母の衣装部屋はいつも服がテーブルやタンスや椅子、ハンガーラックに押し重なっていた。きちんと整理整頓できない人で、とにかく、スペースがあるといろんなものを置いていく。バックの中にはあらゆるものが入ったまま、ラックの上にどんどん服を積んでいく、そして、服には食べこぼしがよく付いていた。
そう、母は病んでいた。
亡くなる前を部屋を片付けていたら、途方もないストッキングや下着、溢れかえるプラスティックのアクセサリー、履かない靴、吐き気を催すほど、打ち捨てられたかのように物で溢れかえっていた。
亡くなる寸前まで、寝たきりの彼女は、バッグや財布など、テレビショッピングで買い続けた。
何かを一生懸命、埋めようとしていたが、頭はいつもパニックになっていて、溢れかえっていた。混乱していた。
私もそれを引き継いで、やっぱり服を買ってしまう。
もともとファッションも服も大好きだから、大学を出てアパレルに就職したくらいだけれど、いつも服を買うとき母と自分を重ねてしまう。

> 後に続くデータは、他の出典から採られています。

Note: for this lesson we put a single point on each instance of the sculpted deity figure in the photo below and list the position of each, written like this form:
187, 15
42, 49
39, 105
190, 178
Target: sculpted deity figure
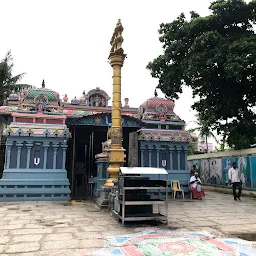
97, 100
65, 98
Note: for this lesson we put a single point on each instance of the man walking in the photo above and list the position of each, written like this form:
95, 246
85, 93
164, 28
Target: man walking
234, 176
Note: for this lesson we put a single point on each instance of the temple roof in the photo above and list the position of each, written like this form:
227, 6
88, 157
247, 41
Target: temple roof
32, 94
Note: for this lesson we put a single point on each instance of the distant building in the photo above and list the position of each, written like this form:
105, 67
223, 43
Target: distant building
202, 146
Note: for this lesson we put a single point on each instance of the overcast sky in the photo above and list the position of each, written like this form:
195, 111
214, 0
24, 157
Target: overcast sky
67, 43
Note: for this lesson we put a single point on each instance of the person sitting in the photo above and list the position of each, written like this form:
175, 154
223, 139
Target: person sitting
193, 170
196, 187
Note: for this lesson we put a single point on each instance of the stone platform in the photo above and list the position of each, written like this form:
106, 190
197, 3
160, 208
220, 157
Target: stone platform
60, 228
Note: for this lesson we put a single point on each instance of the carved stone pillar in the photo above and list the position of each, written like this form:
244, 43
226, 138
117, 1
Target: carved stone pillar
171, 162
29, 147
142, 149
178, 154
150, 148
19, 147
64, 150
158, 157
55, 148
46, 146
9, 145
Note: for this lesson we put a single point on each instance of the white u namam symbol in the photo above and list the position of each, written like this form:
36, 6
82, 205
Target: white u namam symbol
36, 161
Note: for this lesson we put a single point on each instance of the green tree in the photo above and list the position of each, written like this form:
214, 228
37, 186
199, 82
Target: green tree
216, 56
204, 130
8, 82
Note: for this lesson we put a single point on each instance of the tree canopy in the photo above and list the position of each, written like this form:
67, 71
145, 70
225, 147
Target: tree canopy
8, 82
216, 56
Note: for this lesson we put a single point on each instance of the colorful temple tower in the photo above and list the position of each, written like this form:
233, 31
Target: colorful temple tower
44, 162
36, 144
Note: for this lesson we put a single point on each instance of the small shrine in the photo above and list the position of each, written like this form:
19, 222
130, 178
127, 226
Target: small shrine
36, 144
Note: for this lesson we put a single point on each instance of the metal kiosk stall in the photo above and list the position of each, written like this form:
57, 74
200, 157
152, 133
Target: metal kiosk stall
141, 193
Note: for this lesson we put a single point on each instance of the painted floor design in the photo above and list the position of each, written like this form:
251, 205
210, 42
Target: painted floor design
148, 242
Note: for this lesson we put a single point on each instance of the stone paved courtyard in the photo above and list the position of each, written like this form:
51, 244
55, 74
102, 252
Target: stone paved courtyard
59, 228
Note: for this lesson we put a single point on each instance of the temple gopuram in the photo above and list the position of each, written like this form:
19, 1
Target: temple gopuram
57, 149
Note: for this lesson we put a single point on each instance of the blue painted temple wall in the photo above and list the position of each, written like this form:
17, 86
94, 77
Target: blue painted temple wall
35, 169
213, 168
168, 155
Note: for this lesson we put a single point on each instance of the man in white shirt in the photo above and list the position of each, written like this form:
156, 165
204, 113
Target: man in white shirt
196, 187
234, 177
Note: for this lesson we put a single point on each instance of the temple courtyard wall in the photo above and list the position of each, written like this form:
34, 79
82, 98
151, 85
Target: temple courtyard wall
60, 228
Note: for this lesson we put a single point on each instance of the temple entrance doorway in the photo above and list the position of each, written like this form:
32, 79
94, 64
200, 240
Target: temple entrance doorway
86, 142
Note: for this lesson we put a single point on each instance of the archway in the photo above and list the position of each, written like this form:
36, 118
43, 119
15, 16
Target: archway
88, 133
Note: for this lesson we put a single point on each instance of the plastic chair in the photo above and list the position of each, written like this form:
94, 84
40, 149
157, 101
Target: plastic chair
190, 193
175, 184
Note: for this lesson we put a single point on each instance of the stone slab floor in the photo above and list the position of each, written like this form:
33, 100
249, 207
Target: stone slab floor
59, 228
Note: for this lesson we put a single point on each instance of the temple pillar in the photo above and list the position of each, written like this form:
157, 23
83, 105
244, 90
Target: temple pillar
55, 148
64, 151
46, 146
157, 157
171, 162
19, 147
150, 156
9, 145
142, 149
29, 147
178, 154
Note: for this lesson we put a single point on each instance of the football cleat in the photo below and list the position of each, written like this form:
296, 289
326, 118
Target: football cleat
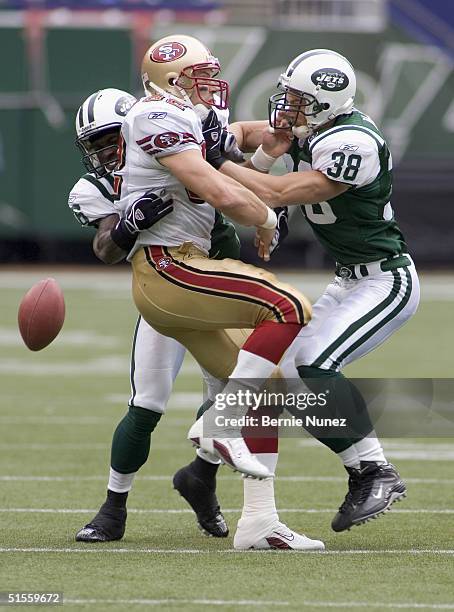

心が疲れたとき、服を買ってしまう自分に母を重ねている。
あんな風になってないか、狂ってないか。
何かを埋めるように、足りないものを埋めるように、服を買ってしまう私たち。
一体、何が足りないのか。
足りないと思い込んでいるのか。
ようやく、母のことがわかってきた気がする。
だけれど、私は同じ道は辿らない。彼女から学んだこと。
同じ傾向の思考回路を持つものとして、私は自分を満たす旅に出る。